According to Puerto Rican author Mayra Santos-Febres, theorist, poet, and award-winning writer, "for many years the Caribbean has been a desire factory for the rest of the World.[.]", thus her writing seeks to "include those issues considered exotic and reveal them as a different kind of knowledge: there is laughter, joy, a way of imagining desire and experiencing the body differently that is unique.There is where I place myself, because I do not want to be anything but Caribbean."
The result is one of the most original and powerful voices in contemporary Latin American fiction.
Not surprisingly her first novel explores the world of Puerto Rican drag queens.

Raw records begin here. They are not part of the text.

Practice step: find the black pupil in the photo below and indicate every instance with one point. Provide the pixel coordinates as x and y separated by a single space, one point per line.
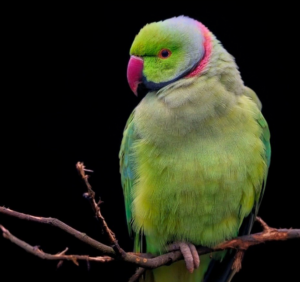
164 53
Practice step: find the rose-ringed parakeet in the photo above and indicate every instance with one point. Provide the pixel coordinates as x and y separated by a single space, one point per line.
195 151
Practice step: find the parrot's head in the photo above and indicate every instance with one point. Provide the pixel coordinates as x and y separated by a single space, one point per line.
166 51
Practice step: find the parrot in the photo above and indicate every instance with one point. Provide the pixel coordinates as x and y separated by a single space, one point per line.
195 151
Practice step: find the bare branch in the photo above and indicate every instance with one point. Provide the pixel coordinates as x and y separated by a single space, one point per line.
147 260
57 223
60 256
139 272
96 208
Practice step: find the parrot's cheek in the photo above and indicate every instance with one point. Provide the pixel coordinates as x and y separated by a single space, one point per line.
135 73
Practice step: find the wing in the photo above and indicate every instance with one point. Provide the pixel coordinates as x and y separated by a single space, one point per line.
126 167
221 271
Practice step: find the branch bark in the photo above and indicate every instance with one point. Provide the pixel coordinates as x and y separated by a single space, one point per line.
144 261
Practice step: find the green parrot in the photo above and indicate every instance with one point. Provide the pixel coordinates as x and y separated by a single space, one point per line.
195 151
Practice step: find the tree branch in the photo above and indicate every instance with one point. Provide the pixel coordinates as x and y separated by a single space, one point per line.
144 261
90 195
147 260
60 256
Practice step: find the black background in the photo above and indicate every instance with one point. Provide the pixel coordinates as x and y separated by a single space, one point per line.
65 98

Sirena Selena vestida de pena ("Syren Selena, dressed in sorrow" might be a fair translation) tells the story of the title character -Sirena Selena- and his/her Puerto Rico drag queen cabaret-owner mentor -Miss Martha Divine- as they travel, glamour and all, to the still chaste Dominican Republic to present his/her bolero singing drag performance.
The author embues the main character the author with the enigma of seduction, both beautiful and monstrous, and what could be considered an opposition between Truth and Reality. Leocadio, formerly a drug addicted child -owner of an extraordinary bolero singing voice- has been rescued from the streets of Puerto Rico and transformed by his rescuer into Sirena Selena, the mesmerizing trans vestite singer-entertainer, both characters setting their respective hopes in making a fortune to escape a haphazard life.
To Martha Divine the child must "become who she really is", a Caribbean bolero singing drag queen, because the only way she will be able to harmonize his/herinterior and exterior self is by being reborn as the diva Sirena Selena.
Ironically truth and harmony stem from the bifurcated nature of a mythical figure -half human, half monster- unstoppable in its seduction. The tragic aspect arises from Sirena Selena's awareness that his/her attraction resides equally in the awesome perfection of her presence and in the knowledge that it is merely a performance, the dramatization of a gender identity that simultaneously is and is not essentially hers.
The fluent and musical Spanish prose of Sirena Selena constitutes a rare reading pleasure on many different levels, including that of the casual reader who, like the audience in the cabaret, will succumb to the mysterious and seductive divas, as well as on a level of sharp literary critique that will find in the identity creating "protectress" a twin soul in the process of concealing desires under layers of quotes and counter-quotes.
In this edition the foreword by prof. Debra A. Castillo discloses these clever mechanisms, while her footnotes help readers to enjoy this intelligent and intrinsically poetic text.